Decadent desserts are in bloom at Fleur de Cocoa
By Suzanne Cristallo
The Aztecs were the first to make a drink of pounded cocoa beans and spices. While it was extremely bitter, the Aztec king Montezuma believed that chocolate was an aphrodisiac and, according to legend, downed 50 golden goblets of it each day.
Today, the cocoa bean combined with varying amounts of sugar, lecithin cocoa butter and sometimes milk is a voluptuously smooth delicacy with fans in every corner of the world.
In Los Gatos, the newly opened Fleur de Cocoa near the Los Gatos Cinema fulfills every chocoholic's fantasy. After a year of an almost total tear-down and reconstruction of the building that housed Mabel's Lantern House for 27 years, owners Nicola and Pascal Janvier opened their doors two Sundays ago to a waiting crowd of chocolate fanciers.
They came to sample French pastries, handmade chocolates, cakes, tortes, petits-fours and Swiss coffee and tea drinks to accompany croissants and brioches. Lunch was started last week with quiches and croque monsieur (ham and cheese) baguettes.
Pascal, 38, is a master pastry chef and chocolatier who learned his art the French way--as an apprentice to a master, starting at age 14 at his home in the Normandy region of France. He worked his way up the ranks, culminating his years of study with a degree in 1990 as master chef and instructor for Cocoa Barry's Chocolate Company in New Jersey.

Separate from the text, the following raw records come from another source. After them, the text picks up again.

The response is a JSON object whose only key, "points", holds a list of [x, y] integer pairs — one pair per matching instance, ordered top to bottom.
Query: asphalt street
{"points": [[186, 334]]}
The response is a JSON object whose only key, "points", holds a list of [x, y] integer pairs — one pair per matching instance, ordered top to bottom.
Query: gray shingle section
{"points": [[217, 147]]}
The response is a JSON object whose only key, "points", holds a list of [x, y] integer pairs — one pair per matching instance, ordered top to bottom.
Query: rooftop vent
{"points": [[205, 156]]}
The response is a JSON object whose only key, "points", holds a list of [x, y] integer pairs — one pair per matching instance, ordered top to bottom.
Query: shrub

His job was to make chocolatiers of chefs from around the country. Among his students was Nicola from Palo Alto, who traveled to the East Coast, specifically to take Pascal's course. "He was handsome and charming. Besides, I was a chocoholic," she relates with a smile. "It was love at first sight."
Her background in business and his culinary expertise were the groundwork necessary to start a store. They chose Los Gatos, she says, for its "artisan flavor" and dearth of French pastries, as well as its ability to support an expensive, high-end product. "I had wanted to be a chocolatier myself," she says, "but it's very difficult--an art form demanding lots of labor. I was so delighted to find someone to do the work," she says jokingly of her marriage and partnership with Pascal.
The labor comes with persnickety attention to details, such as the precise temperatures required for tempering (melting) the chocolate, or the proportions of sugar and chocolate liquor that denote bittersweet, semi-sweet, or sweet. Inattention to details can result in catastrophe--a sticky liquid mass that won't solidify, or turns white, or becomes too tough to bite into.
But when it's done correctly, the results can be akin to The Red and The Black, a cake created by Pascal and featured in Pastry Art and Design magazine, which honored the 10 top pastry chefs of America in 1998. The individual-serving cake is part three-layer sponge and chocolate raspberry mousse contained by walls of chocolate plaques.
For the smaller sweet-tooth, Fleur de Cocoa has inch-diameter chocolates for 95 cents, made from molds with designs revealing the flavors inside: tea leaves, coffee beans, walnuts and oranges. A pound of these handmade treats is $38.
Nicola and Pasqual plan to develop slowly, eventually opening a maximum of three stores. Pasqual also intends to start classes in Los Gatos similar to some he now conducts for Draeger's Market in Menlo Park and San Mateo.